Written almost like a screenplay from the outset, this book sets a vivid scene and leads the reader into the world of the Italian Mafia. Later made into arguably one of the best films ever, it transports you into the heart of the Corleone family where you will no doubt fall in love and feel a sense of Omerta with some of the most brutal and ruthless characters to grace the genre.

Catch-22 by Joseph Heller (1961)

I picked this book up during my first month living in the UAE, back in 2012. Needless to say the spine melted and the pages fell out. Set during the Second World War, it is genius in its wit and third-person omniscient narration of Captain John Yossarian. Catch-22, now a phrase officially entered into the English language, is a plot based around the fictional 256th squadron airmen trying to maintain their sanity.

The Constant Princess by Phillipa Greggory (2005)

Having always been fascinated by anything to do with the Tudors, I was happy to discover the English historical novelist Philippa Gregory. My favourite read of hers, The Constant Princess, depicts the life of Catherine of Aragon (Henry VIII's first wife) and her rise (and fall) to power in England. Greggory transports you in such detail that you can almost taste the banquets of the Tudor period.

The Girl With The Dragon Tattoo by Stieg Larsson (2005)

After being told by a friend "You're like Lisbeth from The Girl With The Dragon Tattoo", I felt compelled to read the book. After battling through the first chapter, which I found hard work (and irrelevant), it opened out into a multifaceted psychological thriller about a deeply troubled computer hacker. Bemused at how my friend could make that comment, I went on to read all three parts of the series in two weeks and wound up feeling honoured by the comparison.

Pryor Convictions: And Other Life Sentences by Richard Pryor (1990s)

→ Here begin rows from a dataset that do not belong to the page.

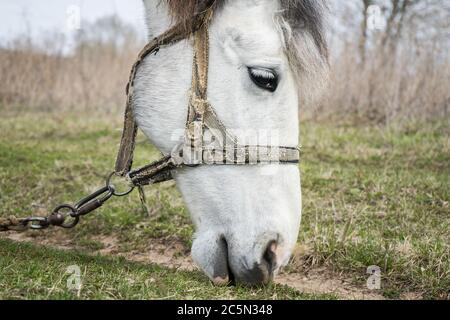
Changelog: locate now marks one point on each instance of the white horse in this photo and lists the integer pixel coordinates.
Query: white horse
(263, 55)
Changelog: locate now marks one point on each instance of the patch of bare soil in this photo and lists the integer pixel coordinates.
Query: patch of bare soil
(174, 254)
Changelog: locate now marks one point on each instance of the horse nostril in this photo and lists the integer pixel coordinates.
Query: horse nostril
(270, 256)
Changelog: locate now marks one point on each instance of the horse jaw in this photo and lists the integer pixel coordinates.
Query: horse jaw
(238, 211)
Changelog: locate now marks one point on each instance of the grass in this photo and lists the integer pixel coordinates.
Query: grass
(371, 196)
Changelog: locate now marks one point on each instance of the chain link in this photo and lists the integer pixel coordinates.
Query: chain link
(65, 216)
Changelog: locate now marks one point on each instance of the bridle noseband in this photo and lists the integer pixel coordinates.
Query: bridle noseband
(193, 151)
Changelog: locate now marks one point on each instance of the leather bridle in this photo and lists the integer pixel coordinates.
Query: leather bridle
(193, 151)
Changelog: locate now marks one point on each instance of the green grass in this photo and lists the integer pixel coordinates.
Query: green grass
(31, 272)
(371, 196)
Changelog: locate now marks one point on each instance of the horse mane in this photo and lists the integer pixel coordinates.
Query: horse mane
(302, 25)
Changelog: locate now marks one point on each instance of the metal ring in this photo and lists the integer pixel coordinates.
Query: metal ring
(41, 223)
(73, 214)
(113, 189)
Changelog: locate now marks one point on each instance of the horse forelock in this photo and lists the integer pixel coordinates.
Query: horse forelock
(300, 21)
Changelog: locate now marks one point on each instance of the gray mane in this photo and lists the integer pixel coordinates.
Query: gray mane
(302, 24)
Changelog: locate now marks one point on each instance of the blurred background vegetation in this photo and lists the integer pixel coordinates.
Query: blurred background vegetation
(389, 63)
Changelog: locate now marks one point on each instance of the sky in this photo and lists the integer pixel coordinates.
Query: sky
(38, 17)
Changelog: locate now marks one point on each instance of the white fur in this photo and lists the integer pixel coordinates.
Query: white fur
(248, 205)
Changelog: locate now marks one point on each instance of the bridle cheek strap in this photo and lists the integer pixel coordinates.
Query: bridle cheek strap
(201, 117)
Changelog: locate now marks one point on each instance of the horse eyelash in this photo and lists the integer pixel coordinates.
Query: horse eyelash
(263, 73)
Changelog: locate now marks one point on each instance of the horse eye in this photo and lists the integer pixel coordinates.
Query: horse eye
(266, 79)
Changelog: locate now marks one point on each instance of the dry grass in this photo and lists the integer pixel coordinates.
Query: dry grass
(92, 77)
(410, 84)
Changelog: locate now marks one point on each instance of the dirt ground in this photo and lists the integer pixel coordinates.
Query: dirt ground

This autobiography was a gift from a friend. I read the book in its entirety on a train journey from London to Liverpool. It made me laugh out loud and cry with full-on tears for both comedic and melancholic reasons. Afterward Pryor – a man I had always thought was brilliant – shot up in my estimation to a comedic legend. Totally underrated in his lifetime and overcoming many personal demons, he set a precedence for modern day stand-up comics.